Nintendo Life staff found the lore surrounding Parasect interesting, finding it both unique and terrifying. While discussing both its and Paras' Bug/Grass type, Alex Olney stated that this typing was a weak one due to having a particularly high number of weaknesses. As part of their "Pokémon of the Day" series, a writer for IGN identified its typing as the worst as far as weaknesses go, expressing disappointment that Paras' blue eyes are replaced by blank white eyes. She felt that it was not particularly useful competitively, but was useful for catching other Pokémon due to having the technique "Spore". TheGamer writer Stacey Henley felt that Parasect was an overlooked Pokémon in several ways; on its Paras form, she believed that it was neither hated like Mr. Mime or Jynx, nor uninteresting, like Voltorb or Spearow. She also believed that Paras suffered when compared to other Grass types the player could find around the same time, including Bellsprout and Oddish, stating that its design was comparatively dull. She argued that these issues with Paras are what cause people to overlook Parasect. Commenting on the evolution, she felt that it seemed like a "natural" evolution, stating that it goes from a "little crab thing to a big crab thing", but that the evolution is actually unnatural.
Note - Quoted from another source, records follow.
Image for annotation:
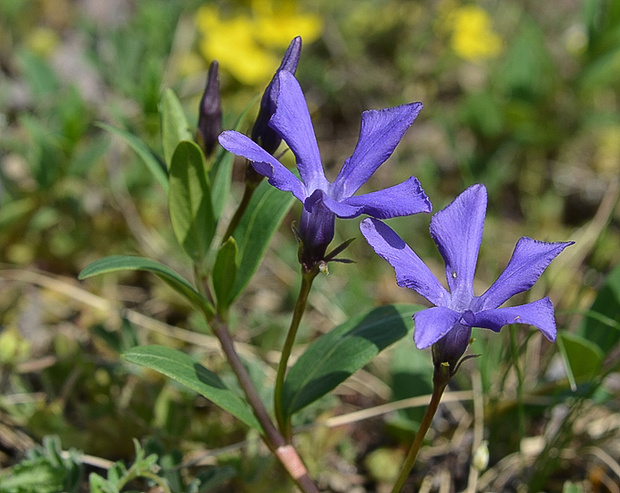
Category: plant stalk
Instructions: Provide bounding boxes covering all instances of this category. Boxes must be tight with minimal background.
[211,315,319,492]
[221,162,261,243]
[274,269,318,441]
[390,368,450,493]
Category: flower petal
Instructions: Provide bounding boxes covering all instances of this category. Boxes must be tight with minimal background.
[413,306,462,349]
[429,184,486,297]
[360,218,448,306]
[332,103,423,198]
[251,36,302,155]
[478,238,574,310]
[473,297,557,341]
[342,177,432,218]
[270,71,328,191]
[218,130,306,201]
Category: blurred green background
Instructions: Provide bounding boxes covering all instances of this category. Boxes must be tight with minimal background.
[1,0,619,491]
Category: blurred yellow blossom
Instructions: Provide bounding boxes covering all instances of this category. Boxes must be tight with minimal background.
[25,27,61,57]
[195,1,322,85]
[438,2,503,61]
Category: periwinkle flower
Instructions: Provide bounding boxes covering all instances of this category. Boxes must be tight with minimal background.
[360,184,572,373]
[251,36,302,156]
[219,71,431,270]
[197,61,222,157]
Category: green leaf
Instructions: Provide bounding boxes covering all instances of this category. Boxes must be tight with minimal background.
[97,122,168,191]
[231,181,295,302]
[0,460,65,493]
[123,345,261,430]
[208,94,259,218]
[558,332,604,389]
[168,141,216,263]
[213,237,238,310]
[209,148,234,219]
[160,89,193,170]
[79,255,214,316]
[282,304,419,419]
[577,261,620,354]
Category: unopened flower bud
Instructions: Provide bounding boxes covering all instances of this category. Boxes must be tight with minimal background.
[250,36,302,156]
[197,60,222,157]
[472,441,489,471]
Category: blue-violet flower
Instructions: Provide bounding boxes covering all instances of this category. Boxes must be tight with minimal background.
[197,60,222,157]
[360,184,573,371]
[251,36,302,156]
[219,71,431,269]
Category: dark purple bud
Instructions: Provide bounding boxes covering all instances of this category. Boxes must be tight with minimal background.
[431,322,472,374]
[197,61,222,157]
[251,36,302,155]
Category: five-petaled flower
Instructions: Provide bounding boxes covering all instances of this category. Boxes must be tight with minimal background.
[219,71,432,270]
[360,184,572,372]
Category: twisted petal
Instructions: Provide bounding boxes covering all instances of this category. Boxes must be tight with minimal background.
[342,177,432,218]
[413,306,462,349]
[333,103,423,198]
[360,218,448,306]
[251,36,302,154]
[478,238,574,310]
[429,184,486,297]
[270,71,327,191]
[473,297,557,341]
[218,131,306,201]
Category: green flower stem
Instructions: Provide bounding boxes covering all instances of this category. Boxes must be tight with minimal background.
[211,315,319,493]
[221,162,261,243]
[274,269,319,441]
[390,365,450,493]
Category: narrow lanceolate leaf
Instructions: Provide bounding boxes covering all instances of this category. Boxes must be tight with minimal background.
[213,237,238,310]
[209,95,260,219]
[230,181,295,302]
[209,148,234,219]
[557,332,604,390]
[96,122,168,191]
[161,89,193,170]
[79,255,214,316]
[169,141,216,263]
[577,261,620,355]
[123,345,261,430]
[282,304,421,419]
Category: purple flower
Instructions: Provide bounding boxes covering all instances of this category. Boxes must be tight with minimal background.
[251,36,302,156]
[197,60,222,157]
[219,71,431,268]
[360,184,573,370]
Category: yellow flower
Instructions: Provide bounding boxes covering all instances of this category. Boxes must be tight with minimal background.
[25,27,60,58]
[438,3,503,61]
[195,1,322,86]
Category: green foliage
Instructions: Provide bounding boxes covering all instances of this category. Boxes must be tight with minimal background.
[0,436,82,493]
[88,439,168,493]
[213,237,238,312]
[123,345,262,430]
[230,181,296,303]
[79,255,214,316]
[160,89,194,170]
[558,332,604,388]
[578,261,620,356]
[168,141,216,263]
[282,304,420,419]
[97,122,169,191]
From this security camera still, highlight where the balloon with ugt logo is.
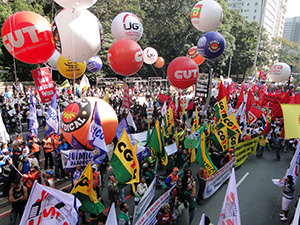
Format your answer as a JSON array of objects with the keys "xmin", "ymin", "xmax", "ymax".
[
  {"xmin": 167, "ymin": 57, "xmax": 199, "ymax": 89},
  {"xmin": 61, "ymin": 97, "xmax": 118, "ymax": 148},
  {"xmin": 108, "ymin": 39, "xmax": 143, "ymax": 76},
  {"xmin": 1, "ymin": 11, "xmax": 55, "ymax": 64}
]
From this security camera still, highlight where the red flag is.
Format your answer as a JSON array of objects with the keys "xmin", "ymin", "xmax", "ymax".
[
  {"xmin": 186, "ymin": 101, "xmax": 194, "ymax": 111},
  {"xmin": 218, "ymin": 81, "xmax": 227, "ymax": 102},
  {"xmin": 252, "ymin": 84, "xmax": 258, "ymax": 93},
  {"xmin": 177, "ymin": 97, "xmax": 182, "ymax": 116},
  {"xmin": 158, "ymin": 94, "xmax": 170, "ymax": 103},
  {"xmin": 261, "ymin": 122, "xmax": 271, "ymax": 136},
  {"xmin": 245, "ymin": 90, "xmax": 256, "ymax": 112},
  {"xmin": 280, "ymin": 127, "xmax": 285, "ymax": 139},
  {"xmin": 226, "ymin": 84, "xmax": 230, "ymax": 100},
  {"xmin": 248, "ymin": 106, "xmax": 263, "ymax": 125},
  {"xmin": 168, "ymin": 98, "xmax": 177, "ymax": 119},
  {"xmin": 259, "ymin": 70, "xmax": 266, "ymax": 80},
  {"xmin": 295, "ymin": 93, "xmax": 300, "ymax": 104},
  {"xmin": 235, "ymin": 88, "xmax": 244, "ymax": 109}
]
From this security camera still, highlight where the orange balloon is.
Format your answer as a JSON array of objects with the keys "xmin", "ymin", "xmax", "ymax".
[
  {"xmin": 154, "ymin": 56, "xmax": 165, "ymax": 68},
  {"xmin": 61, "ymin": 97, "xmax": 118, "ymax": 148},
  {"xmin": 186, "ymin": 46, "xmax": 205, "ymax": 65}
]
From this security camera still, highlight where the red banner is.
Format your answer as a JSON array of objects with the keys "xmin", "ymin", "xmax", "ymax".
[
  {"xmin": 122, "ymin": 84, "xmax": 130, "ymax": 109},
  {"xmin": 31, "ymin": 67, "xmax": 56, "ymax": 103}
]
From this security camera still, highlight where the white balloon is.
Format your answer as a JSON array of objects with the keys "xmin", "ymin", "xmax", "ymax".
[
  {"xmin": 52, "ymin": 9, "xmax": 103, "ymax": 62},
  {"xmin": 44, "ymin": 50, "xmax": 61, "ymax": 70},
  {"xmin": 269, "ymin": 62, "xmax": 291, "ymax": 82},
  {"xmin": 111, "ymin": 12, "xmax": 143, "ymax": 42},
  {"xmin": 191, "ymin": 0, "xmax": 223, "ymax": 32},
  {"xmin": 54, "ymin": 0, "xmax": 97, "ymax": 10},
  {"xmin": 143, "ymin": 47, "xmax": 158, "ymax": 65}
]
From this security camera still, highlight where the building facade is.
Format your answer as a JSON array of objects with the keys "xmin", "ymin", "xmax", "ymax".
[
  {"xmin": 283, "ymin": 17, "xmax": 300, "ymax": 44},
  {"xmin": 225, "ymin": 0, "xmax": 288, "ymax": 39}
]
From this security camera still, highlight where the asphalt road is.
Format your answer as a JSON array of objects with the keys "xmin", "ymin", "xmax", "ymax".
[{"xmin": 1, "ymin": 126, "xmax": 297, "ymax": 225}]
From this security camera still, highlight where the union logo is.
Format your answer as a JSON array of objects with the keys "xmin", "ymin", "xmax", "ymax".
[{"xmin": 208, "ymin": 40, "xmax": 221, "ymax": 53}]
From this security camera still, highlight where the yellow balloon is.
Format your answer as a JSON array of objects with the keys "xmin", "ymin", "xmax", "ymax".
[{"xmin": 57, "ymin": 55, "xmax": 86, "ymax": 79}]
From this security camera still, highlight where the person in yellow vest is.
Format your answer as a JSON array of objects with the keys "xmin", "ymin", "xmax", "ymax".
[
  {"xmin": 42, "ymin": 136, "xmax": 54, "ymax": 170},
  {"xmin": 256, "ymin": 134, "xmax": 268, "ymax": 158},
  {"xmin": 92, "ymin": 164, "xmax": 102, "ymax": 199},
  {"xmin": 42, "ymin": 170, "xmax": 55, "ymax": 188}
]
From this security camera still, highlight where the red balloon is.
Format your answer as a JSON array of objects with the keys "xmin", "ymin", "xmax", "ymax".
[
  {"xmin": 107, "ymin": 39, "xmax": 143, "ymax": 76},
  {"xmin": 167, "ymin": 57, "xmax": 199, "ymax": 89},
  {"xmin": 1, "ymin": 11, "xmax": 55, "ymax": 64}
]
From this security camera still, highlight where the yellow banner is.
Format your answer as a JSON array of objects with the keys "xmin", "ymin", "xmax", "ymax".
[
  {"xmin": 218, "ymin": 97, "xmax": 228, "ymax": 120},
  {"xmin": 222, "ymin": 113, "xmax": 242, "ymax": 134},
  {"xmin": 114, "ymin": 129, "xmax": 140, "ymax": 183},
  {"xmin": 234, "ymin": 137, "xmax": 259, "ymax": 167},
  {"xmin": 70, "ymin": 162, "xmax": 98, "ymax": 203},
  {"xmin": 228, "ymin": 133, "xmax": 240, "ymax": 149}
]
She compared Parasect's design to one found in the art of Junji Ito. Henley felt that it was one of the best Pokémon in the series, owing to both its design and story, which she praises for not relying on a Dark or Ghost typing.

Alpha Parasect's appearance in Pokémon Legends: Arceus was a particularly frightening encounter, with TheGamer writer Josh Coulson discussing how his encounter with was a harrowing experience that made him "feel something" from a Pokémon game for the first time in a long time. Screen Rant writer Elizabeth Wilkie believed that this was due to it being a shock to players, who did not realize at that point how powerful Alpha Pokémon could be.